Beten und Meditieren sind kein Nachdenken. … Man sieht die Bilder eines Psalms oder eines Bibelverses und lässt sie behutsam bei sich verweilen. …  Man ist Gastgeber der Bilder. Setze den Texten und Bildern nichts entgegen! Überliefere dich ihrer Kraft und lass dich von ihnen ziehen! 
(aus: 12 Regeln des Gebets, abgerufen am 29.3.2021

Mich ziehen lassen von den Bildern des Psalms, mich ziehen lassen vom Vertrauen auf Gott. Das kann sich ereignen, wenn ich bete.

Ich werde bleiben im Hause des Herrn immerdar. Dieses Bild zieht mich, tröstet mich in dieser Zeit ganz besonders. Ich bleibe bei Gott, bin bei ihm zuhause. Auch wenn ich mich in meinem eigenen Leben fremd oder unbehaust fühle. Wenn mich alles nervt, an meinen Kräften zehrt und ich denke: ich kann nicht mehr. Sogar dann,  wenn ich Gottes Nähe vermisse: ich gehöre zum Haus Gottes, zu Gott selbst. Das gilt auch für unsere Lieben, die verstorben sind und um die wir trauern - und für die vielen, die wir nicht kannten: sie sind nicht verloren, nicht vergessen. Sie werden bleiben im Haus des Herrn - jetzt und in Ewigkeit.

Auch wenn ich das nicht ganz fassen kann, auch wenn mir das finstere Tal heute näher ist als die grüne Aue: ich kann mich Gott anvertrauen, und mich von ihm ziehen lassen. Die Bilder des Psalms dürfen einen Schritt weiter sein als mein Herz und mein Verstand, und wirken gerade so. Sie trösten und weiten meinen Blick. Gott selbst verspricht, dass er im finsteren Tal da ist und unsere Seele erquicken wird. Jetzt (mitten im Leben) und auch über unseren Tod hinaus. Wir bleiben in Gottes Haus.

Wie und wie lange noch wird die Pandemie unser Leben beschweren? Das wissen wir nicht. Wir werden sicher auch weiterhin das Virus ernst nehmen und darauf achten müssen, uns gegenseitig zu schützen und zu unterstützen. Und alles dafür tun, die Pandemie zu überwinden und niemanden dabei zu vergessen.

Und es wird auch in den nächsten Wochen und Monaten wichtig sein, innezuhalten - wie heute.
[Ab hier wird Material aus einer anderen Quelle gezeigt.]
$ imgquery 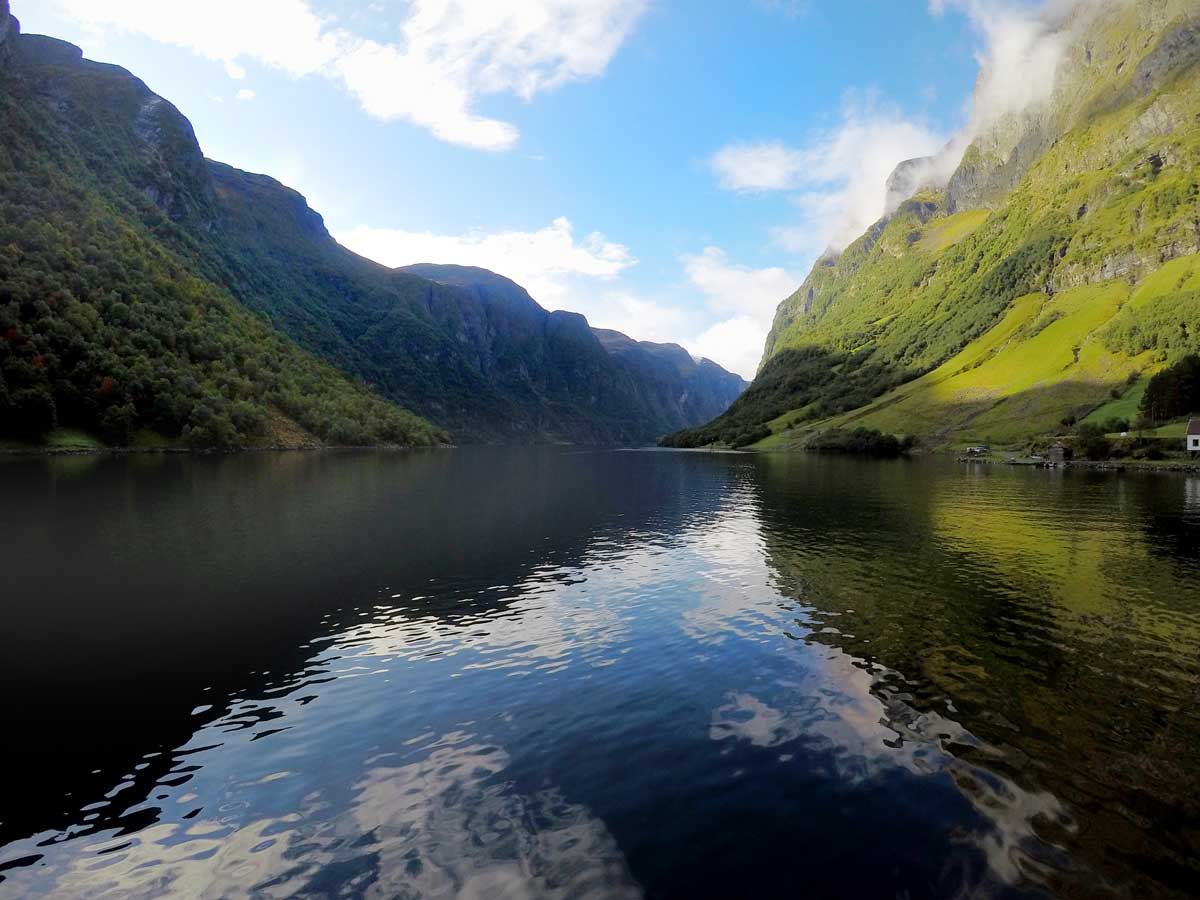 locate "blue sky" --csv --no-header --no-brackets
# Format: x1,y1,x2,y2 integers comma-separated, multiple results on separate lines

An Menschen zu denken, deren Tod wir beklagen - persönlich wie weltweit. Unserer eigenen Trauer und Not, unserer Wut und Erschöpfung Raum zu geben. An alle zu denken, die unter der Pandemie besonders leiden. Kinder. Jugendliche. Alte. Erwachsene. Weil sie krank sind, Angst haben, in Not sind -wirtschaftlich, körperlich oder seelisch.

All das bringen wir vor Gott. Bitten Gott um Hilfe, um Ausdauer und Zuversicht.
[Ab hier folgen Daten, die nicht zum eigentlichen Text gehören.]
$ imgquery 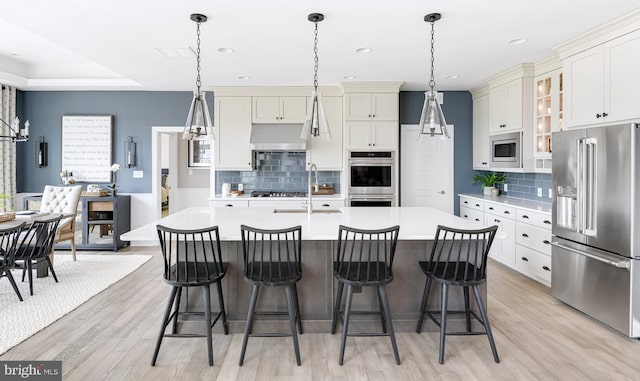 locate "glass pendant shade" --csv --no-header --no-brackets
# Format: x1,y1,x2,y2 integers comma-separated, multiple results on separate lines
182,91,215,140
300,90,331,140
418,91,449,140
Ich wünsche Ihnen ganz persönlich, dass Worte (wie Psalm 23) Ihrer Seele guttun. Dass sie Ihren Blick weiten und Sie ziehen: auf grüne Auen, zum frischen Wasser, zum Bleiben in Gottes Haus.

Und der Friede Gottes, der höher ist als alle Vernunft, bewahre unsere Herzen und Sinne in Christus Jesus. Amen.